「規格外」の発想と神話破壊
小堀さんはもともとは農業や食品業界とはまったく関係のない仕事をしていました。大学を卒業し、新卒で大手銀行に入社。総合職として外まわりの営業を担当し、外貨預金や信託投資を販売していました。
銀行の仕事は決して嫌いではなく、大好きだったそうです。金融商品を販売し、人の夢をかなえてあげる。しかしやっぱり最初に目標としていた食の会社に入ろうと考え、オイシックスに入社したのです。
金融業界出身という、まったく外様の部外者である彼女が持ち込んできたのは、古い「食」の神話を破壊し、まったく新しい物語を構築するということだったように思えます。
流通のありかたも、規格も、味についての考えかたも、日本の食は古いたくさんの神話にからめとられています。
たとえば野菜や果物の流通を考えると、生産物は戦後の長い期間にわたって農協のコントロール下にありました。大きさや形、傷のありなしなどの規格こそがすべてであり、うま味がどのぐらい凝縮しているのかまで考慮されることはほとんどありませんでした。果物では1990年代から各地の農協に糖度センサーが導入されるようになって、どのぐらい甘いのかが測られるようになっていきます。しかし果物の旨さって、糖度だけではありません。酸味とのバランスが大事なんですよね。
ピーチかぶをつくっている田中さんが作付けをはじめたとき、小堀さんにこう聞いたことがあります。
「規格はどうする?」
小堀さんは大きさについてはとくに考えていなかったので、
「じゃあだいたい2、3玉ぐらいで500グラムでどうでしょう」
となんとなく決めたそうです。それまではすでに規格が決まっている野菜を仕入れるだけだったので、新しい野菜をゼロから規格も含めてつくるっていう経験がなかったんですね。ところが作付けがはじまったある日、畑を見に行ってみると、あの大事なピーチかぶが大量に捨ててあります。驚いて田中さんに聞くと、
「この前決めた規格に合わないから捨てたんだ」
という答え。農家さんにとっては規格は絶対のもので、田中さんのようなすばらしい農家さんでもそこから意識が逃れられないことを示すエピソードです。

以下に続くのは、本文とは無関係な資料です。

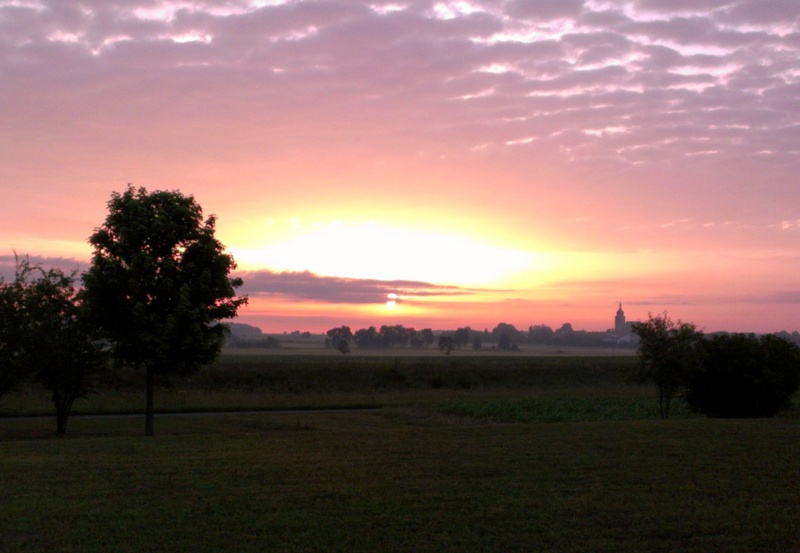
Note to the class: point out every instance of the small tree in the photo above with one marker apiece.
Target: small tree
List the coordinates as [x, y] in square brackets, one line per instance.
[61, 350]
[743, 375]
[446, 344]
[669, 352]
[158, 283]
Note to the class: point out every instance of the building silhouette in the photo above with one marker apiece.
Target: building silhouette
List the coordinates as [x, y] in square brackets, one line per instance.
[621, 328]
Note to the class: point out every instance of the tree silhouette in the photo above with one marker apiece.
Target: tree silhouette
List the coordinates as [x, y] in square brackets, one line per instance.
[158, 285]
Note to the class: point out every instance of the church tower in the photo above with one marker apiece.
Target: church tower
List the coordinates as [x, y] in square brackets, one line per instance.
[619, 322]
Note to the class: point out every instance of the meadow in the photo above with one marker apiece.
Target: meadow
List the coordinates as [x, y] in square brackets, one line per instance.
[462, 453]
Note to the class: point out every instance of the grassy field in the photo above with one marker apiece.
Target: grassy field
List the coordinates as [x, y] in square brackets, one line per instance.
[524, 455]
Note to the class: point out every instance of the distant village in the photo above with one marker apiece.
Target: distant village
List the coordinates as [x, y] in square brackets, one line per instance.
[503, 337]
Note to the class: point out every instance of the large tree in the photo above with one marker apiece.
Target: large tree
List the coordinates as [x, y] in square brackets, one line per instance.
[744, 375]
[159, 284]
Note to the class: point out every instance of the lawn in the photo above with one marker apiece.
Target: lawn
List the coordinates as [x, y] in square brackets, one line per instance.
[401, 479]
[505, 455]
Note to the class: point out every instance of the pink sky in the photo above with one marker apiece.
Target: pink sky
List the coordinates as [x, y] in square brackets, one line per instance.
[526, 162]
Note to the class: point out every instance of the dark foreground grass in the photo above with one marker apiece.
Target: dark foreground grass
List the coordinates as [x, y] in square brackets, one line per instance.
[406, 479]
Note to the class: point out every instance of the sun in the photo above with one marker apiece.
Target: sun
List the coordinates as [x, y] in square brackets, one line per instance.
[375, 251]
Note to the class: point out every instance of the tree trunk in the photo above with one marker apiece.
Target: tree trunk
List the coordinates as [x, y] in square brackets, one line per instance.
[61, 420]
[148, 414]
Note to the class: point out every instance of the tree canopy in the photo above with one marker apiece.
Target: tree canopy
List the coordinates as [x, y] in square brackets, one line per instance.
[159, 283]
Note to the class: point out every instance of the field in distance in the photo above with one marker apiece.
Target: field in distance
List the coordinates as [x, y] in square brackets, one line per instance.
[315, 345]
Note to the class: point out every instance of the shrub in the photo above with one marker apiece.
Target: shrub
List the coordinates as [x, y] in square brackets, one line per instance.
[742, 375]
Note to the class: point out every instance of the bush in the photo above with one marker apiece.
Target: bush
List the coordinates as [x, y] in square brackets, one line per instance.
[742, 375]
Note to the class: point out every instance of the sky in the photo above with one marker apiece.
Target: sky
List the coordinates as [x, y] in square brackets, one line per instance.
[431, 164]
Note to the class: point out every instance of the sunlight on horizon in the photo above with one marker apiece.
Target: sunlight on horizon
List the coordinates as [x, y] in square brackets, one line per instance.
[374, 251]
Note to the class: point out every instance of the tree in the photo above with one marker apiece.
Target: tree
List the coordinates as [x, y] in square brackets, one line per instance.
[446, 344]
[428, 337]
[339, 338]
[158, 285]
[477, 343]
[60, 349]
[669, 353]
[461, 336]
[743, 375]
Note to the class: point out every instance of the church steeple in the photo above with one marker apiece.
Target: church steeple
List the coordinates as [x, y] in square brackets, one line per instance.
[619, 321]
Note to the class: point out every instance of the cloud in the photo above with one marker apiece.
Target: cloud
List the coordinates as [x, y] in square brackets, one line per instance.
[307, 286]
[8, 264]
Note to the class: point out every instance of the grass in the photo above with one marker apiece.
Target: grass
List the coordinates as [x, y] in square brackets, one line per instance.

こういう規格外のものを「ふぞろい野菜」と名前をつけて売ろうとしたところ、他の農家さんからもさんざん反対されたそうです。
「こんなもの売れるわけがない」「恥をかくぞ」
しかしお客さんたちにアンケートを採ってみると、「安全で美味しければ、形が悪くても買いたい」「規格外を安く買えるのなら嬉しい」という声が圧倒的に多かったのです。この結果を農家さんに見せて説得し、規格品よりも3割ぐらい安い価格で販売をスタートさせたところ、想像を超える売れ行きでした。
21世紀になっても「きれいな形でなければ売れない」「規格から外れたものは好まれない」というような戦後の神話が、まだ農業の世界には色濃く居座っています。
食をめぐる、昭和の時代の神話。しかしこの神話は、いままさに解体されようとしています。